Innovative technology saving eyesight – partnering with Peek Vision

One of the  greatest challenges in delivering effective eye care to people who live in low- or middle-income countries is that those living in more remote communities find it hard to access the care they need.  Collecting the data that will identify and notify those who require further treatment is often a fragmented and difficult process that can result in patients falling through the cracks.  

CBM aims to find ways to bring services to the places that need them, allowing local populations to take charge of their own health. This plays an important part in helping to strengthen the health systems in countries from the bottom up.  

CBM’s collaboration with Peek Vision is one such venture. Peek has developed a clinically certified smart phone vision test app with a data capture system, which enables people with no previous experience of eye health to provide effective eye screening services in schools and in the community. Not only can more eye tests be performed, and serious eye conditions identified, but people with less complicated eye conditions can receive care in local health centres in villages. This was already the case in many places, but CBM-Peek programmes have made it easier.     

CBM-Peek eye health programmes are running in multiple countries across Africa and Asia. Currently there are twelve projects in five countries - Pakistan, Zimbabwe, Ethiopia, Uganda and Tanzania.  

The app can be used by people who only a have basic knowledge of using smart phones and of the English language. Its accessibility and ease of use increases coverage and reaches more clients because it does not require any particular expertise. The system is also cost-effective because it does not involve sophisticated eye equipment or specialists such as ophthalmologists to screen for the various eye conditions.
Nesia Mahenge, Country Director for CBM Tanzania.

Change in Ethiopia

This year CBM has been working in Ethiopia with 11 partners on 8 projects. Yasab's story is just one of many that describes the difference this work has made.

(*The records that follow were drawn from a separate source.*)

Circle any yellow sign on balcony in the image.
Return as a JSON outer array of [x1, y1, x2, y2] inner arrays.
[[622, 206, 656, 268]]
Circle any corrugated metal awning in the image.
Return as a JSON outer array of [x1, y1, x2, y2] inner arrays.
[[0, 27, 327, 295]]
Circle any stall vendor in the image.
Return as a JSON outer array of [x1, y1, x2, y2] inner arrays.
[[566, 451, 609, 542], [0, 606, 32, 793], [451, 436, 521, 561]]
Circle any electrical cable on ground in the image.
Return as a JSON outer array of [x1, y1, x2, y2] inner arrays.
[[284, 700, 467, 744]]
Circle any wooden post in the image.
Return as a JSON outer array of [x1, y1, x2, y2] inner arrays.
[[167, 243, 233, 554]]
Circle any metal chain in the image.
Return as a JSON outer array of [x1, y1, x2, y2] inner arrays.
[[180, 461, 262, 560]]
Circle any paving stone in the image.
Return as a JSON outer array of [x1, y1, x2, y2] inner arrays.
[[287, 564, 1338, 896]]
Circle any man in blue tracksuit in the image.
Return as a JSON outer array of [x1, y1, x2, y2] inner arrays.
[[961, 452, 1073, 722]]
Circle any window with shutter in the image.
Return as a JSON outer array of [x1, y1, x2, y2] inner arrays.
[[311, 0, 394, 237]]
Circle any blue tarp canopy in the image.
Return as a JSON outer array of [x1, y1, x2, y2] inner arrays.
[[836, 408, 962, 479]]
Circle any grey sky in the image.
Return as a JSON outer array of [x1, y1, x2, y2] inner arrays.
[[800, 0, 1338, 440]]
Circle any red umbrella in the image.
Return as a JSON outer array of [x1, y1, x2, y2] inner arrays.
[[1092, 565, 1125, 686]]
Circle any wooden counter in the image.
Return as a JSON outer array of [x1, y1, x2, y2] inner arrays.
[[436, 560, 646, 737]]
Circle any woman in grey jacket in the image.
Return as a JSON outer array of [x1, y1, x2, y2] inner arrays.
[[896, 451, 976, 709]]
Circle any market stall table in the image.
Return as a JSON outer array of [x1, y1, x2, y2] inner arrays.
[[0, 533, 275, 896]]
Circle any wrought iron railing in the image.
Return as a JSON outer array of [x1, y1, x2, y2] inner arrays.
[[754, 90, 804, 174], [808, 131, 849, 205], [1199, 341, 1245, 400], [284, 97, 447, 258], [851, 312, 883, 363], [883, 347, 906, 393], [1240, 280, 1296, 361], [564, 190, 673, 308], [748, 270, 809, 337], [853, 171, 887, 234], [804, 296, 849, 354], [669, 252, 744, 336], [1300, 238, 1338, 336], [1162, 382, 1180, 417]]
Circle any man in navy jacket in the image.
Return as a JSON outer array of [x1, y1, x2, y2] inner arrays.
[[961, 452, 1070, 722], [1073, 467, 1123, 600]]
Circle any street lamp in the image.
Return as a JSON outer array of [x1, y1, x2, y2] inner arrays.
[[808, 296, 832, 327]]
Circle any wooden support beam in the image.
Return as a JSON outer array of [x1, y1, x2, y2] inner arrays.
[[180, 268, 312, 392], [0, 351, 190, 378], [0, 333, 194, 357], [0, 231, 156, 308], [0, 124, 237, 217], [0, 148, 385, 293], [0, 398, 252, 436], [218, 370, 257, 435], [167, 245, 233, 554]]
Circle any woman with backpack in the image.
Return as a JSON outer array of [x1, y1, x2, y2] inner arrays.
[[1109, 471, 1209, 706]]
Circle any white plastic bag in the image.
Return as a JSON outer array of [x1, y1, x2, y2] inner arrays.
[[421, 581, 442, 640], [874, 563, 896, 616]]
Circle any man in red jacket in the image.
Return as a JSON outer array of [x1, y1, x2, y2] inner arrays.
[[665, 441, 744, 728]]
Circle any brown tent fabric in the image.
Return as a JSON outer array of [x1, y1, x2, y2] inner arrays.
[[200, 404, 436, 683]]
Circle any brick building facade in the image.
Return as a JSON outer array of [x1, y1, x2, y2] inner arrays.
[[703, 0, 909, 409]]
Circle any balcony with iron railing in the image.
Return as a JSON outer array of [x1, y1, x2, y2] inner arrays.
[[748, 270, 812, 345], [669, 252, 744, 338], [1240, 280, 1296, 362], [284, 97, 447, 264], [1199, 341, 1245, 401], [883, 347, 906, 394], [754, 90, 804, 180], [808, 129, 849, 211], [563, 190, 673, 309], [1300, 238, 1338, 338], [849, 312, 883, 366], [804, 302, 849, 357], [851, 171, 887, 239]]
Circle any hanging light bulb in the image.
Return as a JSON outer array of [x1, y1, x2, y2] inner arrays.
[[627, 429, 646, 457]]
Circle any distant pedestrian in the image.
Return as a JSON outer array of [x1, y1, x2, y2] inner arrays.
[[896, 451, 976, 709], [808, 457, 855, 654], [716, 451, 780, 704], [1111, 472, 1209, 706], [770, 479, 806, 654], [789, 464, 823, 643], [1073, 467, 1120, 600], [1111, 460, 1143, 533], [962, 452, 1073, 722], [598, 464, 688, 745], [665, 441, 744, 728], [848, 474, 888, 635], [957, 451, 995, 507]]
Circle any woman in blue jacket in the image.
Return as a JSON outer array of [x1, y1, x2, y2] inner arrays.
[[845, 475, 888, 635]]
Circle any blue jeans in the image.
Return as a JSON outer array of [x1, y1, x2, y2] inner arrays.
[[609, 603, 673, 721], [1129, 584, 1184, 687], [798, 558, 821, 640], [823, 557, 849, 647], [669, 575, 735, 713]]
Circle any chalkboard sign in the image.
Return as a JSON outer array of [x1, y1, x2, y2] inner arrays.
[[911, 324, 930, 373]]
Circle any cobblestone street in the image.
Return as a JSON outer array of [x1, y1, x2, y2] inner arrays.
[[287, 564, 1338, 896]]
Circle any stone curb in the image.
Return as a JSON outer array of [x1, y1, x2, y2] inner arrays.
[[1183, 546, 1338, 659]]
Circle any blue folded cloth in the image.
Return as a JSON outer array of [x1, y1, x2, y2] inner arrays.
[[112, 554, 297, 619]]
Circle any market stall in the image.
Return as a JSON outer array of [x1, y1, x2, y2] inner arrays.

Yasab, a farmer from Amhara in Ethiopia, lives in a rural area where there are few eye and other health care services. Her village is 180 kms away from Debremarkos, the location of her nearest facility. She has six children and the last of these was born when Yasab was blind. She struggled to maintain her household and look after her children. 

Eventually, and with the help of her husband and her daughters, Yasab made her way to Debremarkos Hospital Eye Unit, where the consultant confirmed a diagnosis of bilateral secondary cataract. Because she had travelled such a long way, and because her youngest child who she had also brought with her was only 8 months old, she was admitted for surgery immediately. 

She explained her reason for finally making the tricky journey: 

‘When I was breast feeding my baby, we were both attacked by fire ants. All I could do was shout out and my baby was screaming. Neighbours had to come and rescue me. It was because of this incident that I realised I should try and get help.” 

Surgery on Yasab’s left eye was successful. The intervention meant that she was able to see her new baby boy for the very first time - a moment of real joy for her and the rest of her family. When she was blind, she says she felt economically dependent on her husband and her parents, which led to feelings of insecurity and depression and a sense of being excluded from life. Her surgery has been transformative.